In azure function, we need to get the IDENTITY_ENDPOINT from the environment.
identity_endpoint = os.environ["IDENTITY_ENDPOINT"]
The endpoint is like:
http://127.0.0.1:xxxxx/MSI/token/
You can refer to this tutorial about it, you can also find the python code sample in the tutorial.
In my function code, I also add the client id of the managed identity I created in the token_auth_uri but I'm not sure if the client_id is necessary here (In my case, I use user-assigned identity but not system-assigned identity).
token_auth_uri = f"{identity_endpoint}?resource={resource_uri}&api-version=2019-08-01&client_id={client_id}"
Update:
#r "Newtonsoft.Json"
using System.Net;
using Microsoft.AspNetCore.Mvc;
using Microsoft.Extensions.Primitives;
using Newtonsoft.Json;
public static async Task<IActionResult> Run(HttpRequest req, ILogger log)
{
string resource="https://ossrdbms-aad.database.windows.net";
string clientId="xxxxxxxx";
log.LogInformation("C# HTTP trigger function processed a request.");
HttpWebRequest request = (HttpWebRequest)WebRequest.Create(String.Format("{0}/?resource={1}&api-version=2019-08-01&client_id={2}", Environment.GetEnvironmentVariable("IDENTITY_ENDPOINT"), resource,clientId));
request.Headers["X-IDENTITY-HEADER"] = Environment.GetEnvironmentVariable("IDENTITY_HEADER");
request.Method = "GET";
HttpWebResponse response = (HttpWebResponse)request.GetResponse();
StreamReader streamResponse = new StreamReader(response.GetResponseStream());
string stringResponse = streamResponse.ReadToEnd();
log.LogInformation("test:"+stringResponse);
string name = req.Query["name"];
string requestBody = await new StreamReader(req.Body).ReadToEndAsync();
dynamic data = JsonConvert.DeserializeObject(requestBody);
name = name ?? data?.name;
return name != null
? (ActionResult)new OkObjectResult($"Hello, {name}")
: new BadRequestObjectResult("Please pass a name on the query string or in the request body");
}

For your latest issue, where you are seeing UnsupportedApiVersion, it is probably this issue: https://github.com/MicrosoftDocs/azure-docs/issues/53726
Here are a couple of options that worked for me:
I am assuming you are hosting the Function app on Linux.
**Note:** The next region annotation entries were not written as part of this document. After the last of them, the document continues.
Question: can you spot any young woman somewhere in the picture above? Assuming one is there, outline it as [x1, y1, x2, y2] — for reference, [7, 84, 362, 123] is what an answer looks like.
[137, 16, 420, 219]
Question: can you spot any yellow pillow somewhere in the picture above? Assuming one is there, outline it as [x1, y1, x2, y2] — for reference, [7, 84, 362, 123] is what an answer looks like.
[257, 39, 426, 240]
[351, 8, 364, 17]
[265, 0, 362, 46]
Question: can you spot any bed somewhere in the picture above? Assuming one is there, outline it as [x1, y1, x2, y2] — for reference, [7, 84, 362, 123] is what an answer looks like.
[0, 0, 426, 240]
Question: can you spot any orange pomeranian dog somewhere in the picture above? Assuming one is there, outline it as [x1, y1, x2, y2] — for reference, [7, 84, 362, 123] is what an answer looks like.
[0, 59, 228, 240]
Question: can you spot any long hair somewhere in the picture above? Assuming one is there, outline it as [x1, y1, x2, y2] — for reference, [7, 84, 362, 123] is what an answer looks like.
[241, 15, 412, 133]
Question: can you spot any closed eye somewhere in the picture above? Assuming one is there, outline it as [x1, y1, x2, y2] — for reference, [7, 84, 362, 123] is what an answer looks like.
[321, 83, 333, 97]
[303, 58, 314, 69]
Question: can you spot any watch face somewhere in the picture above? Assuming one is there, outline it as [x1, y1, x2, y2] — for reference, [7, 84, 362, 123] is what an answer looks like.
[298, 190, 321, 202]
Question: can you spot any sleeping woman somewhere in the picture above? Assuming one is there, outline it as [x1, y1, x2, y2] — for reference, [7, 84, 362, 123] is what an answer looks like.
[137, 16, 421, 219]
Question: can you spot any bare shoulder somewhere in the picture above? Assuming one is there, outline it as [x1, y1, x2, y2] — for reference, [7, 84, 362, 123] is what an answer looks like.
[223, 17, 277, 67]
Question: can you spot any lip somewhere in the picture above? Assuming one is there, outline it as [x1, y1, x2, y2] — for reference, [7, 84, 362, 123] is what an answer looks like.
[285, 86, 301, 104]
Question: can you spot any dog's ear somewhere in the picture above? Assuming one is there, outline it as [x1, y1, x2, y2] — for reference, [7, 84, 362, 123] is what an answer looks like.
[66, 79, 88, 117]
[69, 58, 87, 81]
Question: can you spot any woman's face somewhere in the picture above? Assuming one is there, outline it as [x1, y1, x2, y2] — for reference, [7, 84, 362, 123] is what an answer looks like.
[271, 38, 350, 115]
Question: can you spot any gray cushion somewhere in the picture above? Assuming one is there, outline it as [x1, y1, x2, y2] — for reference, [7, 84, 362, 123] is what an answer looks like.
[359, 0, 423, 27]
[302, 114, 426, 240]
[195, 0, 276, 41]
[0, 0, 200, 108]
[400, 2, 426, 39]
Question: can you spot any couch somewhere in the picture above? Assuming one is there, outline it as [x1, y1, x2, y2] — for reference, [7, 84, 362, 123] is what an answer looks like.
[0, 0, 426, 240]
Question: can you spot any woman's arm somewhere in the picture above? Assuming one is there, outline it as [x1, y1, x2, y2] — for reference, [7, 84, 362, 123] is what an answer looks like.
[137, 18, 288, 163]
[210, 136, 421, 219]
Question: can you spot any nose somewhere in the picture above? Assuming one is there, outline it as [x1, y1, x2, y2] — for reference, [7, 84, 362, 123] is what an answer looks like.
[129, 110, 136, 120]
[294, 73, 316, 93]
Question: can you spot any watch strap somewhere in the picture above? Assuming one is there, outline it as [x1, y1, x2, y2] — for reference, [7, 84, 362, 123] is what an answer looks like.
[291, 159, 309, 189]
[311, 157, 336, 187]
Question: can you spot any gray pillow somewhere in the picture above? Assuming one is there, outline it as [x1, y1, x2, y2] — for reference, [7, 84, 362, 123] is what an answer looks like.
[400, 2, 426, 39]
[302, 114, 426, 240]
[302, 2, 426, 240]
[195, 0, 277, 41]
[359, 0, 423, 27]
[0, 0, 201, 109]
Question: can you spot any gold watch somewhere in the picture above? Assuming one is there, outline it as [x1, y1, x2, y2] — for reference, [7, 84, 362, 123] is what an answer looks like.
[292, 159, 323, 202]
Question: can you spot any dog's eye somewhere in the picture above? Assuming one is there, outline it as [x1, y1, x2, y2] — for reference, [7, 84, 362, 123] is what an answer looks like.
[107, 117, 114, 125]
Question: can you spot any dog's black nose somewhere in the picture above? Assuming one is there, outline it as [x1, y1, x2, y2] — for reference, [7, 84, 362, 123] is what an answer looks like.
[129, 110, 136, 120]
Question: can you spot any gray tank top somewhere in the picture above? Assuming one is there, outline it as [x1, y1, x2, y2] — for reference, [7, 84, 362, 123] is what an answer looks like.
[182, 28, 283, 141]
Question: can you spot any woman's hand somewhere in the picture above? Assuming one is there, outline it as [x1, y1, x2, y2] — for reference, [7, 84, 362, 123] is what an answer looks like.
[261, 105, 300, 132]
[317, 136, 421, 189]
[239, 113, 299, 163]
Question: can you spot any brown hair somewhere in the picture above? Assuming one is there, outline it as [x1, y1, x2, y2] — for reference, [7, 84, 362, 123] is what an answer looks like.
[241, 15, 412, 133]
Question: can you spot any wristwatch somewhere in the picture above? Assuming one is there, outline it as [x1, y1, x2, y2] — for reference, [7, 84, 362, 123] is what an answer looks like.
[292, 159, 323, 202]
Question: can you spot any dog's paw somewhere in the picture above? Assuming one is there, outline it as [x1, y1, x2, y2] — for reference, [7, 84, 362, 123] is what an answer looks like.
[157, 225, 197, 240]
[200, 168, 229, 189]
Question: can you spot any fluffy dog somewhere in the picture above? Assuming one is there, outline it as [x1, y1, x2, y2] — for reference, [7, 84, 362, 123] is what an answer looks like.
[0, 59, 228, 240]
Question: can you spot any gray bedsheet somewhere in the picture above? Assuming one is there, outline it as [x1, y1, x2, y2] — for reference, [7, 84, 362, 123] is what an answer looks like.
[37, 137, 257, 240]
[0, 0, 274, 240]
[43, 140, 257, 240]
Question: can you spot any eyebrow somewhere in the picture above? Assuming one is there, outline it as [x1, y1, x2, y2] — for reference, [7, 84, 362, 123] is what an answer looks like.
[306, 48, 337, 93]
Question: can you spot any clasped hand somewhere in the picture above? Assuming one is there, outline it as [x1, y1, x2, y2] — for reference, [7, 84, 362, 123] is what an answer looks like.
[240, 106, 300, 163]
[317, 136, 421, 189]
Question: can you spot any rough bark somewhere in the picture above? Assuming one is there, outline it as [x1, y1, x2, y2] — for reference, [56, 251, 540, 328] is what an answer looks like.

I noticed that ApiVersion 2017-09-01 works, but you need to make additional changes (instead of "X-IDENTITY-HEADER", use "secret" header). And also use a system-assigned managed identity for your function app, and not a user assigned identity.
When I hosted the function app on Windows, I didn't have the same issues. So if you want to use an user-assigned managed identity, you can try this option instead. (with the api-version=2019-08-01, and X-IDENTITY-HEADER.